I have tested the workflow, and by manual execution, I have received different results than the workflow gives. 11 rows at the end versus 8 in the workflow…

But thank you for the attempt

@sherknime would you care to elaborate where you see discrepancies? Maybe you could provide a more complete example with additional explanations.

@mlauber71 I just used the file that you were working with. I tried manually to remove all transactions that need to be removed and compared the results with knime’s result. You can simply try to remove them manually, just to check the result.
Unfortunatelly, i cannot share the real file I’m working with, as it contains
company’s data :grimacing:
But i will create a new file, which will correspond to it as much as it possibly can

Thank you for helping me out :pray:

1 Like

@sherknime happy to help I think the important part will be to define what constitutes a pair of transactions to be excluded also taking into account things like matching volumes.

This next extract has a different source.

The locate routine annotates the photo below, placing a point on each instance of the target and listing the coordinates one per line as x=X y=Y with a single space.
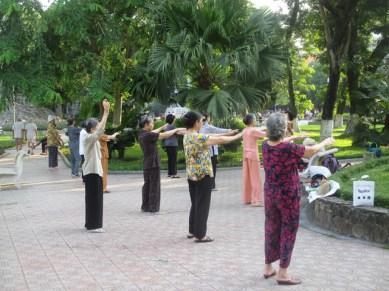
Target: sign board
x=363 y=193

@mlauber71 the conditions to define what constitutes a pair of transactions are pretty simple.

  1. Pair is when “name”, “country”, “city” are same and “value” is e.g. 10 and -10
  2. Transaction description should make sense. For example Debt for rent and Debt for rent paid. However, this cannot be used in Knime as descriptions are not standardized. The wording for a paid-back transaction can be different but still make sense for a human who is reading.
  3. Technich of finding a sum of all positive transactions by a particular person and deducting of all negative one, cannot be used. Only pair needs to be removed

The workflow that was offered in the initial topic (it is linked to the 1st message in this discussion) is close to being working fine. The only issue I noticed there is:
When there are more same positive transactions, the first transaction is classified as “chosen”, but the second, third, etc… positive transactions are classified as “duplicate”
Thus, all negative transactions which match positive ones are removed, but not all positive pairs are not removed either.

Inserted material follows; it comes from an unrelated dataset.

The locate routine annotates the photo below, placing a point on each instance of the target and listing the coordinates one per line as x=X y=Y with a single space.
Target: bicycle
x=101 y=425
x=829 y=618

The node “duplicate row filter” is not applicable in this case

The new file is attached. Hope it is more clear now.
Knime example12 .xlsx (11.3 KB)

@sherknime OK here is another try. This time there is a loop that takes every debt (positive value) and would check for a corresponding negative value at the same or a later date based on Name, City, Country and Value. This entry is then removed from the ‘pool’ (this loop and table being saved is not pretty and might be done with a recursive loop but I still like it better this way).

So this would be the result where there is a ID attached to every debt that has been paid so one can check if this does make sense. If you want further matching criteria you might have to go for some text (fuzzy) matching.

2 Likes

@sherknime I’ve tried to solve the problem here duplicates removal – KNIME Hub , working on your last example. Hope it helps

2 Likes

Another simple way to solve problems like this is to use the column expressions node to test for your criteria, then use the conditional splitter to separate the target columns. After isolate the target rows everything becomes easier. You can easily do something simple at that point like a sort, lag column and another conditional splitter to remove your conditional duplicates, then concatenate to combine the target rows back with the main group.

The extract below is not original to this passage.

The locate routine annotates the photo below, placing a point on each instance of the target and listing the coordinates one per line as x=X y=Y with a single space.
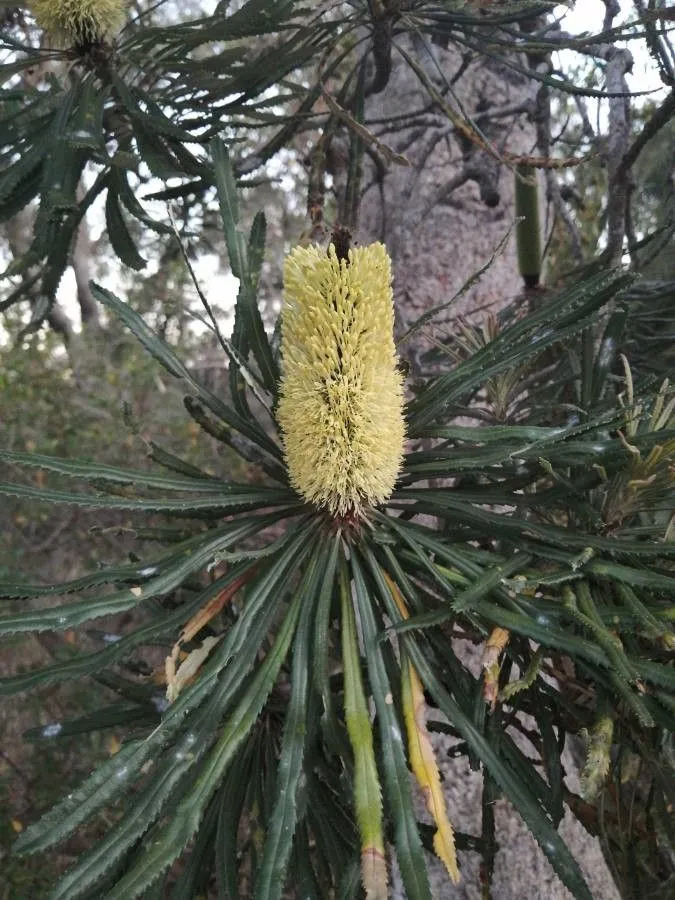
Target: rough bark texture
x=442 y=219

I also use tend to use the reference row filter with this approach in larger workflows with multiple processing routes. I use it a lot on forensic accounting projects to test, group and route journal entries.

It is basically the rule based row splitter approach above, but performing the formula tests via the column expressions node opens up a ton more criteria options.

1 Like

Thank you @duristef, I will try this out

1 Like

Thank you @mlauber71. Will check it now

1 Like

This topic was automatically closed 90 days after the last reply. New replies are no longer allowed.